C'est cela. Afin qu'une telle situation ne se reproduise pas, plusieurs acteurs européens – y compris les Allemands, réticents jusqu'alors – ont décidé de coopérer.
Personnellement, je ne crois pas à un opérateur unique, mais à des regroupements régionaux – à l'échelle de l'Europe –, qui me paraissent avoir plus de sens. L'expérience montre que l'on a plutôt tendance à empiler les niveaux de supervision qu'à supprimer les niveaux de base : la France est divisée en sept bassins électriques, il existe ensuite un dispatching national et le centre de supervision Coreso à Bruxelles, l'existence de chacun de ces niveaux étant, à mon sens, parfaitement justifiée. Si une évolution doit se produire, j'estime qu'elle consistera certainement en la constitution d'un niveau de supervision au niveau des différentes régions de l'Europe – on pourrait envisager un partage en trois zones : Ouest, Sud, Europe centrale – et voir plus grand ne serait sans doute pas réaliste à l'heure actuelle. Notre centre national d'exploitation du système électrique, situé à Saint-Denis, traite actuellement 40 000 informations à la seconde, et nous utilisons largement les smart grids – il me semble d'ailleurs qu'il vaudrait mieux dire « smarter grids », ou réseaux plus intelligents, car les réseaux actuels le sont déjà. Cela dit, en dépit de l'amélioration constante des systèmes d'information, il y a toujours des limites physiques, ne serait-ce qu'en raison de la nécessité de faire intervenir des opérateurs humains, c'est pourquoi la zone supervisée peut difficilement dépasser, à mon sens, une superficie représentant trois à quatre fois celle de la France, et ce n'est pas avant une vingtaine d'années que l'on pourra éventuellement envisager l'existence d'un centre unique de supervision pour toute l'Europe.

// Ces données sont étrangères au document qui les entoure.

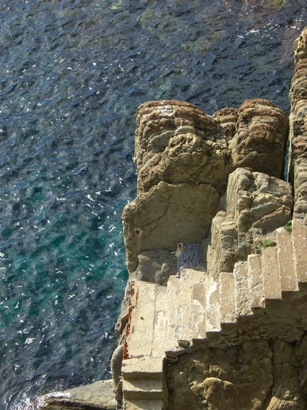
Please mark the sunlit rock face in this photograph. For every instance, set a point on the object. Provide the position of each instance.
(177, 142)
(260, 139)
(231, 330)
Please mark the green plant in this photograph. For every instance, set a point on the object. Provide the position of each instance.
(265, 244)
(288, 226)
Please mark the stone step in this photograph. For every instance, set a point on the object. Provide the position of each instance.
(242, 296)
(270, 272)
(227, 298)
(255, 281)
(284, 253)
(144, 404)
(212, 305)
(299, 243)
(143, 389)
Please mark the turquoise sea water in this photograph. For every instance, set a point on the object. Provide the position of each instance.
(73, 73)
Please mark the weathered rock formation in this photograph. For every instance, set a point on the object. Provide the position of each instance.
(229, 333)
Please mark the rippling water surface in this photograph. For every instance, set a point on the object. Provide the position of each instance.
(72, 75)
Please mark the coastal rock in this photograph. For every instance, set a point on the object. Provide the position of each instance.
(176, 142)
(166, 215)
(227, 118)
(255, 205)
(235, 377)
(98, 395)
(298, 127)
(260, 140)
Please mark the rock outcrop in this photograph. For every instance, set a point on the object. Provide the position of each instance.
(229, 332)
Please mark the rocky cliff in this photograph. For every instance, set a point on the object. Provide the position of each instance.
(214, 314)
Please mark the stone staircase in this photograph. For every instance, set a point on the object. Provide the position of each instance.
(263, 297)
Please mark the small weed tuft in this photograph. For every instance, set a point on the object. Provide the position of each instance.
(288, 226)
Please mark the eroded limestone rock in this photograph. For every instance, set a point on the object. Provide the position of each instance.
(166, 215)
(98, 395)
(260, 140)
(255, 205)
(177, 142)
(235, 377)
(227, 118)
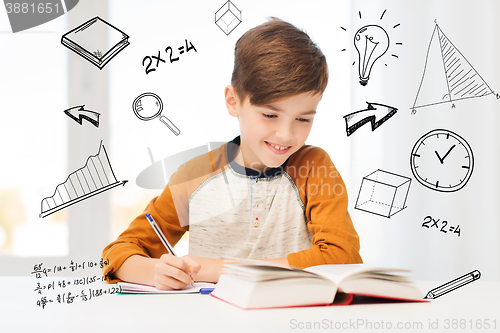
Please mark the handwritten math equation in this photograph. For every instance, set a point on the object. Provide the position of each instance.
(40, 271)
(152, 62)
(442, 226)
(67, 290)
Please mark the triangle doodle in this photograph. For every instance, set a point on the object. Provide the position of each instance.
(459, 81)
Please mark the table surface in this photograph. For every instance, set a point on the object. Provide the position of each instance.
(472, 308)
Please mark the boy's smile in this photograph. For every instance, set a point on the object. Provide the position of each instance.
(271, 133)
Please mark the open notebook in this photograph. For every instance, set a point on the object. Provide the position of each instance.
(133, 288)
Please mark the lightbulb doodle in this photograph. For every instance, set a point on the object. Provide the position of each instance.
(448, 76)
(371, 42)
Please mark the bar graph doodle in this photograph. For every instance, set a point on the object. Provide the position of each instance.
(95, 177)
(460, 79)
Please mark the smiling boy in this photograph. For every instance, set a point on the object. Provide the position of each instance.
(265, 194)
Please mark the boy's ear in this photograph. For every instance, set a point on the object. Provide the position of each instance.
(232, 101)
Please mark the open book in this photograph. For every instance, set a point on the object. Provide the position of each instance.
(251, 286)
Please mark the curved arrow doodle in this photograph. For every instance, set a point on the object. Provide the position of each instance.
(374, 111)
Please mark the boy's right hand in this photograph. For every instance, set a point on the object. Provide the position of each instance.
(171, 272)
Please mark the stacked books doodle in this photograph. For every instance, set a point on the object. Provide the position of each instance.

Pour répondre à M. Gorges, nous élaborons effectivement des modèles correspondant aux différents scénarios auxquels les lignes directrices définies par la loi pourraient conduire. Nous avons l'obligation légale d'établir, en l'actualisant tous les deux ans, un document appelé bilan prévisionnel, dont la loi sur la transition énergétique a d'ailleurs précisé le contenu et l'articulation avec les travaux réalisés au sujet d'autres énergies – je pourrai vous communiquer ce document si vous le souhaitez. Cela nous permet de disposer d'une programmation pluriannuelle de l'énergie (PPE), alors que nous n'avions auparavant qu'une programmation pluriannuelle des investissements (PPI) ne concernant que l'électricité. Sans mettre en comparaison des scénarios aussi contrastés que ceux que vous évoquez, nous avons étudié, en termes de consommation, des scénarios de régression et d'autres de croissance soutenue ; et en termes de production, des scénarios dans lesquelles la part du nucléaire n'était pas forcément maintenue à 50 %. Cela dit, toutes ces analyses, réalisées par des ingénieurs, ne portent que sur la faisabilité technique, sans tenir compte de la dimension économique – qui est effectivement nécessaire au moment de choisir entre les différents scénarios – et pour ce qui est des coûts, nous ne chiffrons donc que la partie « réseau ».